Intuitively Understanding Variational Autoencoders - Towards Data Science | byIrhum Shafkat

And why they’re so useful in creating your own generative text, art and even music

In contrast to the more standard uses of neural networks as regressors or classifiers, Variational Autoencoders (VAEs) are powerful generative models, now having applications as diverse as from generating fake human faces, to producing purely synthetic music.

This post will explore what a VAE is, the intuition behind why it works so well, and its uses as a powerful generative tool for all kinds of media.

But first, why VAEs?

Exploring a specific variation of input data[1]

When using generative models, you could simply want to generate a random, new output, that looks similar to the training data, and you can certainly do that too with VAEs. But more often, you’d like to alter, or explore variations on data you already have, and not just in a random way either, but in a desired, specific direction. This is where VAEs work better than any other method currently available.

Decoding the standard autoencoder

An autoencoder network is actually a pair of two connected networks, an encoder and a decoder. An encoder network takes in an input, and converts it into a smaller, dense representation, which the decoder network can use to convert it back to the original input.

If you’re unfamiliar with encoder networks, but familiar with Convolutional Neural Networks (CNNs), chances are, you already know what an encoder does.

The encoder inside of a CNN[a]

The convolutional layers of any CNN take in a large image (eg. rank 3 tensor of size 299x299x3), and convert it to a much more compact, dense representation (eg. rank 1 tensor of size 1000).
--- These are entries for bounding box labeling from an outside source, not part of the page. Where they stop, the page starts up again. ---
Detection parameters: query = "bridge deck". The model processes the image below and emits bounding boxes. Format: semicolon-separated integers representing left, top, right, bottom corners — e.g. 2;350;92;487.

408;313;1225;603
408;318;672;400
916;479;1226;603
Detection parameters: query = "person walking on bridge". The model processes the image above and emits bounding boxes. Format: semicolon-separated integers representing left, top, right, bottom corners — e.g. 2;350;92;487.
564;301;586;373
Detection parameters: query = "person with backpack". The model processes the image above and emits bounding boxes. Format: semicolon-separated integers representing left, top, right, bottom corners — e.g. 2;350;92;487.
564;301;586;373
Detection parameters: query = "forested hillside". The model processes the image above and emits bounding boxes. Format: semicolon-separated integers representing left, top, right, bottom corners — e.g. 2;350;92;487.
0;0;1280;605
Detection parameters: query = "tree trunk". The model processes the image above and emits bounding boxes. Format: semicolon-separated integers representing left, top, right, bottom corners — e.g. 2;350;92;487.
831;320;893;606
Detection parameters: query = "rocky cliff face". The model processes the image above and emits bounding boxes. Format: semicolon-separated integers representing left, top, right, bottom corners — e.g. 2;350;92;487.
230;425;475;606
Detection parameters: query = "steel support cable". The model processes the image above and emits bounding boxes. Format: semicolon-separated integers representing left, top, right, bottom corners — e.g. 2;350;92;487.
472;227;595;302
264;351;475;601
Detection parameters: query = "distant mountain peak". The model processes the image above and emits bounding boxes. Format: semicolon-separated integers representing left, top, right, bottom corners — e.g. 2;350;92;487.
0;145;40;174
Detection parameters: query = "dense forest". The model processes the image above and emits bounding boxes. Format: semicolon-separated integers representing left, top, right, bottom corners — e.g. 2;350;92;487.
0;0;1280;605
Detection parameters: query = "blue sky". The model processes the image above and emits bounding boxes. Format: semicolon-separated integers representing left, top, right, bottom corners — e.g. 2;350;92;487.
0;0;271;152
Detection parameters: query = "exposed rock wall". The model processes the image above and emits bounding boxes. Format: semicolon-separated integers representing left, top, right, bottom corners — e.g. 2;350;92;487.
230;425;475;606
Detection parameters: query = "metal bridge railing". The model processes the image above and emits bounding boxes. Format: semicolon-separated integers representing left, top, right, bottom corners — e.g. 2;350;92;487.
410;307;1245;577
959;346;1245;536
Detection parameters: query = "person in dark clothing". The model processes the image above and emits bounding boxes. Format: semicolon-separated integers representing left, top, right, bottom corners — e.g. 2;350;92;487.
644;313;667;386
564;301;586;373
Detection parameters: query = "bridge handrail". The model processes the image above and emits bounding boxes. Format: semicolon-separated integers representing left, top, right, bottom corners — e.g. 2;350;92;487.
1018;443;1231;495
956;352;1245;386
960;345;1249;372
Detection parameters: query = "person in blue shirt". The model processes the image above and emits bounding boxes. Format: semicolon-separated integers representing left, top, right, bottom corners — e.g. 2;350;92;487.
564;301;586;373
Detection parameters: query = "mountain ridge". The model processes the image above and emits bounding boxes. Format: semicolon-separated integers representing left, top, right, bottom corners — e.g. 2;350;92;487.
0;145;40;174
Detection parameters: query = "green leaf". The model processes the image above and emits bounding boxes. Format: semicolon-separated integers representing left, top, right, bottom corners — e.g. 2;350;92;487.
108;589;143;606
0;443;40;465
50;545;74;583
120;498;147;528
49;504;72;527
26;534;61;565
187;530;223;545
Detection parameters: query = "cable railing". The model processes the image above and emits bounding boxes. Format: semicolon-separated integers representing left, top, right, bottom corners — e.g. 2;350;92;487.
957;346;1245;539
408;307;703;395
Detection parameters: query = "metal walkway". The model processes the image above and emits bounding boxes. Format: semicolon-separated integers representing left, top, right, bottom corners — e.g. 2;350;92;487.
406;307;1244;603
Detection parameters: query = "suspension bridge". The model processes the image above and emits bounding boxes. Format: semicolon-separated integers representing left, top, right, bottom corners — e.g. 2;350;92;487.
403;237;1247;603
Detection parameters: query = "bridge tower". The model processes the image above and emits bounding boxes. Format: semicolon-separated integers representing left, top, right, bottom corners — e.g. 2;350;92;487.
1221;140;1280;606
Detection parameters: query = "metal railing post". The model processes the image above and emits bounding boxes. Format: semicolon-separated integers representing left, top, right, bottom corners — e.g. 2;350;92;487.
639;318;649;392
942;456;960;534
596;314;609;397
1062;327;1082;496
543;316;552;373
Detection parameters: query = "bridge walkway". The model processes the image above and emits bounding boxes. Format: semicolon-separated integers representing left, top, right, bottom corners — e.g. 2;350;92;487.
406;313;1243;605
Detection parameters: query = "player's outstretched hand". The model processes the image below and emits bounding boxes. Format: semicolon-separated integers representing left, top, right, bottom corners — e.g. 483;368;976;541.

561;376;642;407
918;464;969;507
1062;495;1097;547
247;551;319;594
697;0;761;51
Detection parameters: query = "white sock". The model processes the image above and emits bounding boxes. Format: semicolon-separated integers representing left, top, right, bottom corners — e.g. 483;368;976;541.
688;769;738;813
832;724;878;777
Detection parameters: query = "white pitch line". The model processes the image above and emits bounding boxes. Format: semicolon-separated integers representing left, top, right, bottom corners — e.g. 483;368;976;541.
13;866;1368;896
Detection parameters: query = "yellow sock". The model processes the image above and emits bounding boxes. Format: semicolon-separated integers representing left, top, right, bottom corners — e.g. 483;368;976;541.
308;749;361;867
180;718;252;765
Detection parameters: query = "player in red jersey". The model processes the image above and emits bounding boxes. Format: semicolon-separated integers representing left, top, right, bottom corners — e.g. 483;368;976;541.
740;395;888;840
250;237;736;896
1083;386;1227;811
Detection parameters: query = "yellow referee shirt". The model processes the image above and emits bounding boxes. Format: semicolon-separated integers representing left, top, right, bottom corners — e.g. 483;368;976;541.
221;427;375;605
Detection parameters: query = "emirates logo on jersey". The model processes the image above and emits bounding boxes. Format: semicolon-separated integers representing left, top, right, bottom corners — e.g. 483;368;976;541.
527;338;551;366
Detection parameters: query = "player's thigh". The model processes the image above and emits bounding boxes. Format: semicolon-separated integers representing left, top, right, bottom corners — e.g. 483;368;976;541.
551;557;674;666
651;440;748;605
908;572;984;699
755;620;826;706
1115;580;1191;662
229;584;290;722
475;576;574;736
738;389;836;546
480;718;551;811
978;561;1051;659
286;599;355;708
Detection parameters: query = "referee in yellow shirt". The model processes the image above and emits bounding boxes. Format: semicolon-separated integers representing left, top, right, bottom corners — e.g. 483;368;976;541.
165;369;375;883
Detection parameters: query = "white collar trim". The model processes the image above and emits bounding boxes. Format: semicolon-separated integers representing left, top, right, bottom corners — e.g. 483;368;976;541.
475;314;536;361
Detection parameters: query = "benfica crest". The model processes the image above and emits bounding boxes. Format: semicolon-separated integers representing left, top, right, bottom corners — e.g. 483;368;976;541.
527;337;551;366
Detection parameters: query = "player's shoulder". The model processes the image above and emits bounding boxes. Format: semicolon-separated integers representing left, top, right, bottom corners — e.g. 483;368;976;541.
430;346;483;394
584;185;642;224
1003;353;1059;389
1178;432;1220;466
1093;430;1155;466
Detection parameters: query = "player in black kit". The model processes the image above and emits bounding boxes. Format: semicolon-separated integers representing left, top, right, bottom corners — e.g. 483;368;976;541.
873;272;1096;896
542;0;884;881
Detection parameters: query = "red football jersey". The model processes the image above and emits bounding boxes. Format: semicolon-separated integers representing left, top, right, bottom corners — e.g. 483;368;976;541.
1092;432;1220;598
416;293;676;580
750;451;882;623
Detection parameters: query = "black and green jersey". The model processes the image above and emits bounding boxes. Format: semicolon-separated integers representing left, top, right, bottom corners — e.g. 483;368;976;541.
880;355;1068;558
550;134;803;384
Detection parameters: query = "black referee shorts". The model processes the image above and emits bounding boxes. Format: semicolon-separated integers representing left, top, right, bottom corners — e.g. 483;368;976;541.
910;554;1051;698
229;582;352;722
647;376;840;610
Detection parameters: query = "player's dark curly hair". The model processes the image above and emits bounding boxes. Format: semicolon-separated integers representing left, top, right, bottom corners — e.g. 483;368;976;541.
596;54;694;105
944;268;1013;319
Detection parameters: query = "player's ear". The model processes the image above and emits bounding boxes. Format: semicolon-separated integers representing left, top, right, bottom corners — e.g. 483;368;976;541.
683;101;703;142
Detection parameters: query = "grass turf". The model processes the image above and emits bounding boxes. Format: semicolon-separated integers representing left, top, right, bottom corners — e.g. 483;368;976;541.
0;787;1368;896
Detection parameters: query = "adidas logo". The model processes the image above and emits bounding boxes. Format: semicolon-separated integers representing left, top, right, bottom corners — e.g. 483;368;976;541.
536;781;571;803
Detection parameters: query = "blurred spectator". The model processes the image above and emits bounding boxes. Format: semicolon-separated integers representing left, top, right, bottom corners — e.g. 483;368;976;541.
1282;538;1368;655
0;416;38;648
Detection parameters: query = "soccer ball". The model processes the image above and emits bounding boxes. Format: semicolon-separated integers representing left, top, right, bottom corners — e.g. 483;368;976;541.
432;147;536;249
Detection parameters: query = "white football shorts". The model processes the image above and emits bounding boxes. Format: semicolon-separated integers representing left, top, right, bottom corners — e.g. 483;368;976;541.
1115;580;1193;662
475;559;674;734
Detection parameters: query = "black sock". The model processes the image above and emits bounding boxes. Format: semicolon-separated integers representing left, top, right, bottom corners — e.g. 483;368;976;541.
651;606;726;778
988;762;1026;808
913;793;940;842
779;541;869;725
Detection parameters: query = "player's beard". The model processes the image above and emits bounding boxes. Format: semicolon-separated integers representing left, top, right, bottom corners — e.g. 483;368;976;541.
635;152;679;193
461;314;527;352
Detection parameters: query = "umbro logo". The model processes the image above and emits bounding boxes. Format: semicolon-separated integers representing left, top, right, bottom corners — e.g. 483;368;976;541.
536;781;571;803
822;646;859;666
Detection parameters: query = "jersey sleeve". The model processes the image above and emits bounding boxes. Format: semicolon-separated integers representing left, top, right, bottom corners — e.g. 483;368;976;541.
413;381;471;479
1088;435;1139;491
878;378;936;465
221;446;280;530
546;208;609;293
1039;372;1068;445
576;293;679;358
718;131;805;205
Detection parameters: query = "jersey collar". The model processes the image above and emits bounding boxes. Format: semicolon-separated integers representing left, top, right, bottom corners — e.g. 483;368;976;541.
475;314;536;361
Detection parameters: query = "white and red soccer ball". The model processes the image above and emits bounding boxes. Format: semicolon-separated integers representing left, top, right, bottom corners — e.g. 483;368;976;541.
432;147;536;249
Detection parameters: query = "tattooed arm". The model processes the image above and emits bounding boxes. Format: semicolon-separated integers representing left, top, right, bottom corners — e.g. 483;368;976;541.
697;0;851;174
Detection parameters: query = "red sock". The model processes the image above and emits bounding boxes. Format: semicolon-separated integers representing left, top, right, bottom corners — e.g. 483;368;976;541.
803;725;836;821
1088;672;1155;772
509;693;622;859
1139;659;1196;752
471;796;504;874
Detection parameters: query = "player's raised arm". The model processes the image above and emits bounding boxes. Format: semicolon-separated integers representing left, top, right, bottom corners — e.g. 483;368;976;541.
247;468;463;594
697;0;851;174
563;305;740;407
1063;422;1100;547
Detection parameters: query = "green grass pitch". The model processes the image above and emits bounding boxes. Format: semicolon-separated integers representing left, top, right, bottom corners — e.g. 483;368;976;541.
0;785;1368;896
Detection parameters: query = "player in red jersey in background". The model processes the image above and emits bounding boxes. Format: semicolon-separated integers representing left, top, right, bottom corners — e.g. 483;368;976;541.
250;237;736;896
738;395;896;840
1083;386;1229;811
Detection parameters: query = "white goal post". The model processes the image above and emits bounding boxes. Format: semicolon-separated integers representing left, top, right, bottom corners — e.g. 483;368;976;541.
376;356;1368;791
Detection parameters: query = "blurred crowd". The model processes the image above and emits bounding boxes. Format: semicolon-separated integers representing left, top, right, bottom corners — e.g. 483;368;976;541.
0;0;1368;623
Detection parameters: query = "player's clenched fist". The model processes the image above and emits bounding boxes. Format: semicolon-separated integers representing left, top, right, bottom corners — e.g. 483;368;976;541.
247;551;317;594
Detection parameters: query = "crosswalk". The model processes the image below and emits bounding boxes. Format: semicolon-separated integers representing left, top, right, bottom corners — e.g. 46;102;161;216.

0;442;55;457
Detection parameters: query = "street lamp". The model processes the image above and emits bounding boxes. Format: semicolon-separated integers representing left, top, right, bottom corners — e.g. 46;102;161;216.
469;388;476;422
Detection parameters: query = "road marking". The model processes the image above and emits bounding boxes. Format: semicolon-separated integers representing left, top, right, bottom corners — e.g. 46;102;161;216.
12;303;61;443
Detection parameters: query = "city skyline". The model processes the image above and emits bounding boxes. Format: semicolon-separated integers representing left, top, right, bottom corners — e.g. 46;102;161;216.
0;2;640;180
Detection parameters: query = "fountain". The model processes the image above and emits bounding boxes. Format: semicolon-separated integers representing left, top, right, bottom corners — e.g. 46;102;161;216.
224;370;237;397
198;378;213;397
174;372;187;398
This dense representation is then used by the fully connected classifier network to classify the image.

The encoder is similar, it is simply is a network that takes in an input and produces a much smaller representation (the encoding), that contains enough information for the next part of the network to process it into the desired output format. Typically, the encoder is trained together with the other parts of the network, optimized via back-propagation, to produce encodings specifically useful for the task at hand. In CNNs, the 1000-dimensional encodings produced are such that they’re specifically useful for classification.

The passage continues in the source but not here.